The would both, if the same rating, cost the same to run and produce the same heat output. The difference being the convector would produce the heat quicker and it would stop producing heat quicker. The oil filled will lag, because it needs to heat the oil mass first.
That's not true for the intermittent use the OP is enquiring about. Oil filled radiator would use more energy because of the latency.
 
That's not true for the intermittent use the OP is enquiring about. Oil filled radiator would use more energy because of the latency.
Yes an oil filled radiator will need switching on before a fan heater to get the room to temperature, it seems simple maths, if the radiator takes 10 minutes to get warm then it will need to switch on 10 minutes earlier, for UFH looking at an hour earlier, and for a storage radiator maybe 2 hours earlier.
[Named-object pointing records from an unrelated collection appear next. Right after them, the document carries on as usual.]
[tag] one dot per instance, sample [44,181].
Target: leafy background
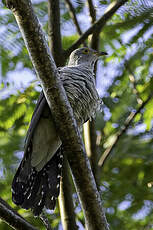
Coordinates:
[124,81]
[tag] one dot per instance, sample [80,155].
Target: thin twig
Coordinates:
[132,78]
[74,18]
[12,218]
[65,199]
[54,32]
[92,11]
[45,221]
[97,26]
[126,125]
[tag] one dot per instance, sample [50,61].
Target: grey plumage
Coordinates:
[36,183]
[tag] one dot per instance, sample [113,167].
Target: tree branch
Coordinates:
[74,18]
[92,11]
[45,221]
[12,218]
[65,208]
[127,123]
[97,26]
[55,32]
[66,201]
[73,15]
[63,114]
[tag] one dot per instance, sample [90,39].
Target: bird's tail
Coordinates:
[32,189]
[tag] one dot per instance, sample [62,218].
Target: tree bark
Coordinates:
[66,208]
[62,112]
[66,201]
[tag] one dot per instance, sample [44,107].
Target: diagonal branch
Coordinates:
[127,123]
[66,208]
[12,218]
[62,112]
[66,202]
[97,26]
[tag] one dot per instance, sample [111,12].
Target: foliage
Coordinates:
[124,81]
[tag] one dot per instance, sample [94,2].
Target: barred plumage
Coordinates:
[37,180]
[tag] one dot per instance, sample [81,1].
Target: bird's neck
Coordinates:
[84,65]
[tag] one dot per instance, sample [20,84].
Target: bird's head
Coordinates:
[85,55]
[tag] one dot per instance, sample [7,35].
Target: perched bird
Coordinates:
[37,181]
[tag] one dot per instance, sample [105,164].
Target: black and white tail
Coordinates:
[36,190]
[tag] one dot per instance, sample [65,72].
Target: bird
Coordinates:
[36,184]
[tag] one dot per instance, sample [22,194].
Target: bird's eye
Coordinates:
[85,51]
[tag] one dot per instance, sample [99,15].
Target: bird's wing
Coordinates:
[42,139]
[36,182]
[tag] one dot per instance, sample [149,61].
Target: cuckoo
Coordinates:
[36,183]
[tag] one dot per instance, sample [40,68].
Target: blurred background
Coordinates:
[124,128]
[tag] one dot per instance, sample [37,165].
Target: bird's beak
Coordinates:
[100,53]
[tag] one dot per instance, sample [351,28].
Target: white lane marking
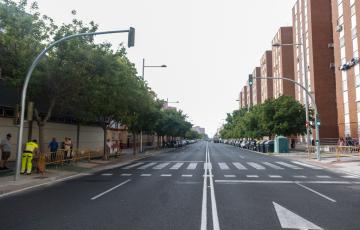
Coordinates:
[230,176]
[252,176]
[176,166]
[204,200]
[208,165]
[316,192]
[223,166]
[272,165]
[192,166]
[288,165]
[145,175]
[299,176]
[106,174]
[133,165]
[126,174]
[306,165]
[239,166]
[350,177]
[275,176]
[109,190]
[186,175]
[256,165]
[161,165]
[286,182]
[166,175]
[289,219]
[215,217]
[147,165]
[326,177]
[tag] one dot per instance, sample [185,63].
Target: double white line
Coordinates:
[208,175]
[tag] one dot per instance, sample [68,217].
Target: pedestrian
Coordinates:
[31,148]
[53,147]
[67,148]
[5,147]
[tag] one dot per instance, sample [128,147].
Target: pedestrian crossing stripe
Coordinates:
[279,165]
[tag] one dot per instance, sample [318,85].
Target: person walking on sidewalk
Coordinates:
[5,147]
[31,147]
[53,147]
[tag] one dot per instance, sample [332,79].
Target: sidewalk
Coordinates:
[61,173]
[349,165]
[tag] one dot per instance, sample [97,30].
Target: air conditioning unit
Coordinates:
[339,28]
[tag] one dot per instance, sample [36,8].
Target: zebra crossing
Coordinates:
[278,165]
[188,167]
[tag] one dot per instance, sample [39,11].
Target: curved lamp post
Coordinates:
[131,43]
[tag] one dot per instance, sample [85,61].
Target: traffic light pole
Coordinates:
[131,39]
[317,120]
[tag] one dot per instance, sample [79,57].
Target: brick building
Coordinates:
[346,16]
[256,87]
[266,71]
[283,64]
[312,21]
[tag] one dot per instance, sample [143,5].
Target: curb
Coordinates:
[58,179]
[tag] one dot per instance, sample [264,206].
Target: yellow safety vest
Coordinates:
[31,146]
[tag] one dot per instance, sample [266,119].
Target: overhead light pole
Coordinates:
[306,84]
[131,43]
[143,77]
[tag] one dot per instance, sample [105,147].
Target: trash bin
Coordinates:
[269,146]
[281,144]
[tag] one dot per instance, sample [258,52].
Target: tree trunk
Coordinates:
[105,157]
[134,143]
[41,142]
[77,137]
[30,130]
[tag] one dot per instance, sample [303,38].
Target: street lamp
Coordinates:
[143,77]
[305,67]
[131,43]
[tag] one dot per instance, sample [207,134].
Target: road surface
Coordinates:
[201,186]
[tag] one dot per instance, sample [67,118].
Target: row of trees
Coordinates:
[281,116]
[81,79]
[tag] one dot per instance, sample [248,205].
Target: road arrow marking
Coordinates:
[290,220]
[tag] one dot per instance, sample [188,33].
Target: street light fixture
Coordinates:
[131,43]
[143,77]
[305,69]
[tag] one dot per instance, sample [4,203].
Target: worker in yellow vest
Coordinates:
[31,147]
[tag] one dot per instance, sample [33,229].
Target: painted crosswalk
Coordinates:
[177,166]
[223,166]
[161,165]
[256,165]
[237,165]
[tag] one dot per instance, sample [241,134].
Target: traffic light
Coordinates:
[251,80]
[131,37]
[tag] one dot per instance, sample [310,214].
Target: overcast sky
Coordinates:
[209,46]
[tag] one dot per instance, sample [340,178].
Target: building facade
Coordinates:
[256,87]
[266,71]
[312,28]
[283,64]
[346,23]
[244,97]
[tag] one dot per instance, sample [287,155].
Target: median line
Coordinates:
[109,190]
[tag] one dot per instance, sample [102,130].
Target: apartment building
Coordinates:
[256,87]
[244,97]
[346,24]
[239,100]
[266,71]
[312,28]
[283,64]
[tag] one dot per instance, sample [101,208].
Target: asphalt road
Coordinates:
[201,186]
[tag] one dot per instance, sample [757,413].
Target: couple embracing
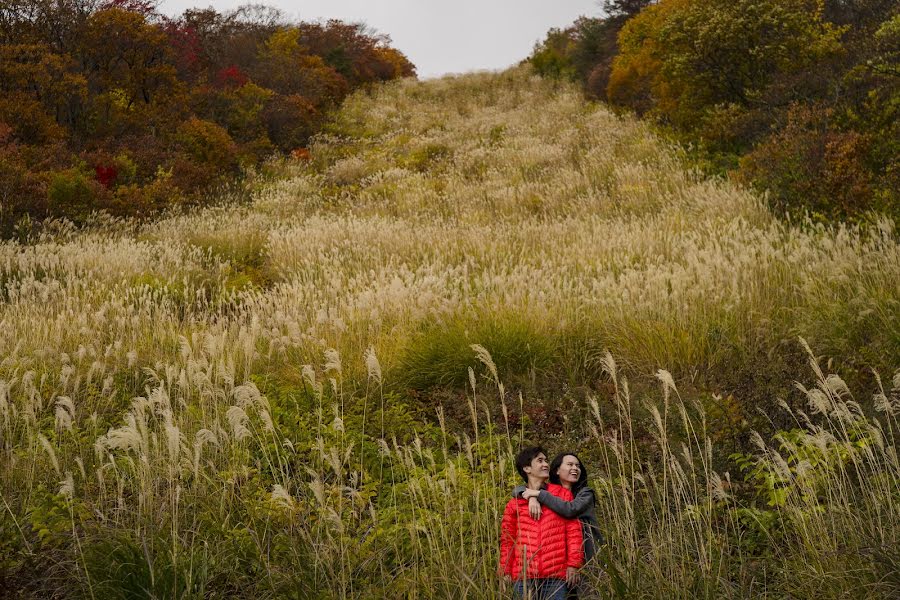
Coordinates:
[549,528]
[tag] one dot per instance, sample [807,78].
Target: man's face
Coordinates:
[539,467]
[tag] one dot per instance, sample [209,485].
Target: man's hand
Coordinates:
[534,508]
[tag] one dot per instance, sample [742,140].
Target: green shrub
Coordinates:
[74,194]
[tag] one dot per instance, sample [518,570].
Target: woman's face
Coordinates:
[570,469]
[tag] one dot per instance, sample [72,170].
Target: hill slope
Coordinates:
[246,399]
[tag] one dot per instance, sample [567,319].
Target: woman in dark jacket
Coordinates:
[568,471]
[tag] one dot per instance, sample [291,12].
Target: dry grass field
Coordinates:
[317,394]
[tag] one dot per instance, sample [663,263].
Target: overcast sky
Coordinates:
[439,37]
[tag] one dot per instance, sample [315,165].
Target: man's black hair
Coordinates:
[524,458]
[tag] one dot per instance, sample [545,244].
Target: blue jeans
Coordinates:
[540,589]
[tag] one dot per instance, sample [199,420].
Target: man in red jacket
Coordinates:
[540,557]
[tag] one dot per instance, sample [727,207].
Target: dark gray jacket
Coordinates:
[582,507]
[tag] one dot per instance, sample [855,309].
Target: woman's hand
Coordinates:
[534,508]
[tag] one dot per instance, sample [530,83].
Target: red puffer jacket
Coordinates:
[548,546]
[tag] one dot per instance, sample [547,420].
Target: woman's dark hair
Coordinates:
[556,463]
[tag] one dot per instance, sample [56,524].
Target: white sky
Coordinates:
[449,36]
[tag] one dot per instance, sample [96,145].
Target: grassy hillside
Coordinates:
[276,400]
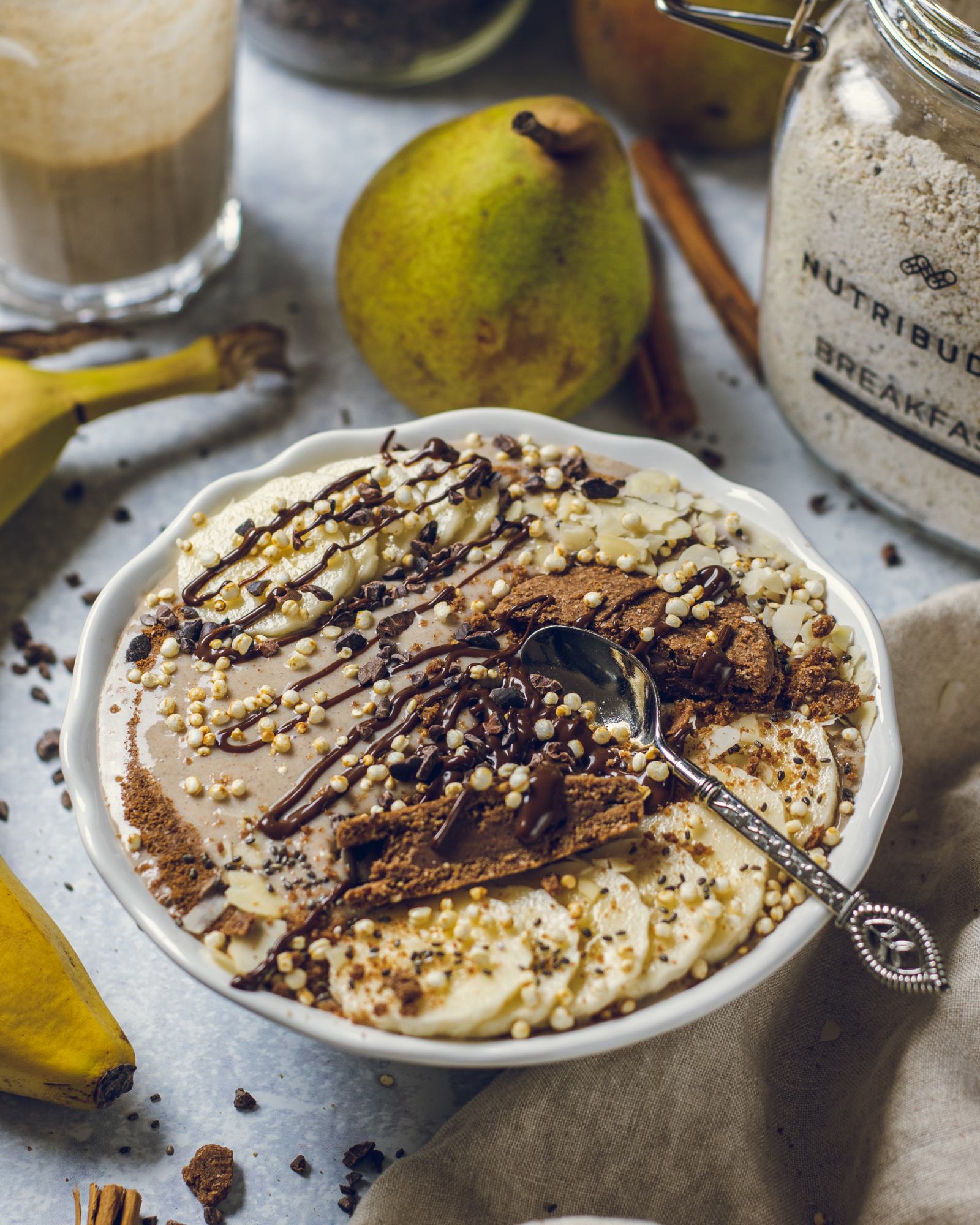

However it is really not that simple, if the panel heater turned on/off enough times to have the same hysteresis as the oil filled radiator switching every 20 minutes, then the contacts would soon burn out, only way would be a solid state relay. So in general the panel heater has a larger hysteresis so at the peaks greater losses.

As to the fan heater, my first house had hot air central heating, which produces a dry atmosphere and also circulates air past cold areas, so normally next to the window is cooler than centre of the room, but circulating the air this is not the case so bigger loses.

Also a panel heater is normally screwed to the wall, for safety don't what it knocked over, but the heavier oil filled radiator is often on its own wheels and further from the wall, so heats the room more and wall less.

So in real terms impossible to measure the efficiency, same with a lot of so called efficiency claims, my vented tumble drier is sitting in an unheated room with the window open, it is likely far more efficient to when the same tumble drier was in my kitchen in the last house drawing in damper air which had been pre-heated by the central heating, and the replacement air also needed heating by the central heating.

I like the idea of fan kick space heaters in the kitchen, but both this house and last house where the radiator was there was no room to fit cupboards, so not needed that much.

Every home is different and need to select what suits your home, not anyone else's.